Oltre al consumo fresco, molte mele si prestano bene alla cottura e alla preparazione di dolci, succhi, sidro e aceto. Una preparazione un po’ insolita ma interessante è il succo di “mele chiodate”, ricco di ferro.
Varietà di mela
Il melo è una pianta con innumerevoli cultivar, dalle moderne selezioni alle varietà antiche. Una prima differenza tra le diverse mele si osserva nel frutto: possiamo avere mele rosse (ad esempio gala, fuji, red delicious), mele gialle (ad esempio golden delicious o gold rush) e mele verdi, come la granny smith.
Un criterio per decidere quale melo piantare può essere la resistenza alle malattie, che è di grande aiuto per la coltivazione biologica. Nella scelta di quale tipo di mela coltivare è molto interessante anche tenere conto dell’epoca di raccolta: ci sono varietà precoci e varietà tardive. Se abbiamo piante di diverse varietà possiamo avere frutta fresca per molto tempo, da giugno a novembre.

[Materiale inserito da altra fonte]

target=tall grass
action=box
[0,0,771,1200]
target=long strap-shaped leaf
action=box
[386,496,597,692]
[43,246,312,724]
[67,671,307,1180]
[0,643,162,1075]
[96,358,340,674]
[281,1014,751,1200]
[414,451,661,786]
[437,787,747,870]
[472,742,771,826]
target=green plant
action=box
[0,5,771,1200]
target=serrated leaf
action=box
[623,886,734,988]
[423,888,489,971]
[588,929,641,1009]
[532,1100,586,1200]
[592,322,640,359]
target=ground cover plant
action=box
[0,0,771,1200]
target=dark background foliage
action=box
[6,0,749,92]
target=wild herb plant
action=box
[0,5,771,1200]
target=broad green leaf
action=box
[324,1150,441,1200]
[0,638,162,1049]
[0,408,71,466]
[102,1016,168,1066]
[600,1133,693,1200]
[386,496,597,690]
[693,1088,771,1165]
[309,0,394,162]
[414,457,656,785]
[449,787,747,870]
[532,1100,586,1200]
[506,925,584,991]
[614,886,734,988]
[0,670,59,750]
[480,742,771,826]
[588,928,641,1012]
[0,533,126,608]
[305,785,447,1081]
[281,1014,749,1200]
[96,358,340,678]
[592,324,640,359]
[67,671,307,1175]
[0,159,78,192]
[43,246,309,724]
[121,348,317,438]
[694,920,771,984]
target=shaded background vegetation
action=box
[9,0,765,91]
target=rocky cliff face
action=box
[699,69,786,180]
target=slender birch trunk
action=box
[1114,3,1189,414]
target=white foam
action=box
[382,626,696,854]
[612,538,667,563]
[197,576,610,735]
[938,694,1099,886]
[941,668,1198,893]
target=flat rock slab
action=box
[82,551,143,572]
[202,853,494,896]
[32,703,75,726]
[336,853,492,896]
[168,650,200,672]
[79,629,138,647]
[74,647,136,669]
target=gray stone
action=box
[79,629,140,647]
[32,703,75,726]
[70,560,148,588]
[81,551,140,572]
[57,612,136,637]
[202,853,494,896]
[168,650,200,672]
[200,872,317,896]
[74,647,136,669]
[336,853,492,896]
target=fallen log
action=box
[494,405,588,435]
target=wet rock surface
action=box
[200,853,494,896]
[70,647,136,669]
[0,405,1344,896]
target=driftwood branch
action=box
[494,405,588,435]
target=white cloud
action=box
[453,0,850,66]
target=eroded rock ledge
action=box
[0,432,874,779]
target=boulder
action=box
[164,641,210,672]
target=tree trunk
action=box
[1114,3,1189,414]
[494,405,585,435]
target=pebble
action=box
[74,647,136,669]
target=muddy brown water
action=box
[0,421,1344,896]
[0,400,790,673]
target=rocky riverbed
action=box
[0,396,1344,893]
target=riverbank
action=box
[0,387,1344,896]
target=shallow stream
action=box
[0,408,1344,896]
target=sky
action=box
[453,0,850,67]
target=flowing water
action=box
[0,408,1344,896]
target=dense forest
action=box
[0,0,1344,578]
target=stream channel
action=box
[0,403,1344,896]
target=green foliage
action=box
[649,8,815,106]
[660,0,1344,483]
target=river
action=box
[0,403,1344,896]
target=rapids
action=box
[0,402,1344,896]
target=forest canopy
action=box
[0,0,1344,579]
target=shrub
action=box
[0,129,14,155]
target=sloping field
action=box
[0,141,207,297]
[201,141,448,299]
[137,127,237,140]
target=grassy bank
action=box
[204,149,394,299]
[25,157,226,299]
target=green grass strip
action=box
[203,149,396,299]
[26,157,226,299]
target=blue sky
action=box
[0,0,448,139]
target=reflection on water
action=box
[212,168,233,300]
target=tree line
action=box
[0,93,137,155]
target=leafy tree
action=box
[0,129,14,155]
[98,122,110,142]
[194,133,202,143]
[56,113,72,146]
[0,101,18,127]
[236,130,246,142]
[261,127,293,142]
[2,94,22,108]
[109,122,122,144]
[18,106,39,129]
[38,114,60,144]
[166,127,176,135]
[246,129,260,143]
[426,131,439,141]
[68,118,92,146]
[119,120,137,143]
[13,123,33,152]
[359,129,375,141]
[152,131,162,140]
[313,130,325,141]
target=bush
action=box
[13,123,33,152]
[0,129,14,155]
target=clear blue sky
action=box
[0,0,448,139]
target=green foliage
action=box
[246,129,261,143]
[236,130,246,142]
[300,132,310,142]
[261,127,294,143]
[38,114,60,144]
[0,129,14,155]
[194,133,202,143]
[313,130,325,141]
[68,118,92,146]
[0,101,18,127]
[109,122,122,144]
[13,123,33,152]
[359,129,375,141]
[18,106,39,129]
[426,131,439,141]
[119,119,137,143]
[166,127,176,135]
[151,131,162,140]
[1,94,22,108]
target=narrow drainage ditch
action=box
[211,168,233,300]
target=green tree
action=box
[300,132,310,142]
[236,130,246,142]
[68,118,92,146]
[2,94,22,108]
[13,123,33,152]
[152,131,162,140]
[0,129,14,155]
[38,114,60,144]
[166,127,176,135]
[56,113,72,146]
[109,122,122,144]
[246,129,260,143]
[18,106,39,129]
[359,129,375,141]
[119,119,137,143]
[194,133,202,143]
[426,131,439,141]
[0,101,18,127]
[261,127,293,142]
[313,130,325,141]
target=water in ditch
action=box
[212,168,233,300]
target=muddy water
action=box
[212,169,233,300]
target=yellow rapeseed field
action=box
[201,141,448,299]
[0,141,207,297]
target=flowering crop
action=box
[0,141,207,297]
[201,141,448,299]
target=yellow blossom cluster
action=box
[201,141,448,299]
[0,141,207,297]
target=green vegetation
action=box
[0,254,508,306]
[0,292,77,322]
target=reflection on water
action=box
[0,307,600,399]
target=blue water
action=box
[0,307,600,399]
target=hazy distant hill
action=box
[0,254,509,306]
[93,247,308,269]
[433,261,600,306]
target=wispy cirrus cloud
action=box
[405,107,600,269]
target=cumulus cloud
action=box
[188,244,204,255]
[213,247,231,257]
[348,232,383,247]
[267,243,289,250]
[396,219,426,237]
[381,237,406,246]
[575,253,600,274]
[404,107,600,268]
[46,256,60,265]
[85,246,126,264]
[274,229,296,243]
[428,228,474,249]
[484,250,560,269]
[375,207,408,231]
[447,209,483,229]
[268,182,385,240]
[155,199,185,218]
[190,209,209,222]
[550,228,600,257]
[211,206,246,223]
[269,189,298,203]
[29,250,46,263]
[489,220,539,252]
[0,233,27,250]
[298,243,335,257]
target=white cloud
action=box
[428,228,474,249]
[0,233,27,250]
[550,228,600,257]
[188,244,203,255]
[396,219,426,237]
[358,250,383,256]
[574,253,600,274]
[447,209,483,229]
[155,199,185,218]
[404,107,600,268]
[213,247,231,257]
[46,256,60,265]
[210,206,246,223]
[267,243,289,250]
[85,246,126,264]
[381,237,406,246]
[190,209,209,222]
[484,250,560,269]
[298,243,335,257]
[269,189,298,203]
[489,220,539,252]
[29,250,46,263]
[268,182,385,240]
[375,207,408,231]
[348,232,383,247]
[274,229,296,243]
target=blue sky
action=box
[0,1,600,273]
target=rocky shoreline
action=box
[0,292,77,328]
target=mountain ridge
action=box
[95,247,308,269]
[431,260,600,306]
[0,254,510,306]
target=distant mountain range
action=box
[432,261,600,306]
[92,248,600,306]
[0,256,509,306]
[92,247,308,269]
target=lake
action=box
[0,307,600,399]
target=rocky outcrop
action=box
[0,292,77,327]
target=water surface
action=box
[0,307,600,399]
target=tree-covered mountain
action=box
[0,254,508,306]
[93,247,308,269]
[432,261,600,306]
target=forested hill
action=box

Tra i meli più precoci vi è un’antica varietà adatta anche alla coltivazione in vaso, ovvero il melo di San Giovanni, che produce piccoli frutti che maturano verso la fine giugno (il giorno di San Giovanni è infatti il 24 giugno) e si conservano per poco tempo.
Alcune varietà di melo resistenti alla ticchiolatura, e quindi da prendere bene in considerazione per l’agricoltura biologica, sono la Topaz, la Florina e la Pinova. A raccolta tardiva citiamo la Bella di Boskoop, una mela dolce-acidula di origini olandesi e resistente alle patologie.
A volte viene erroneamente elencato tra i meli anche il melo cotogno, in realtà è un albero differente, non appartenente alla specie Malus domestica, e quindi merita un discorso a parte, che trovate nell’articolo dedicato proprio alla pianta di cotogno.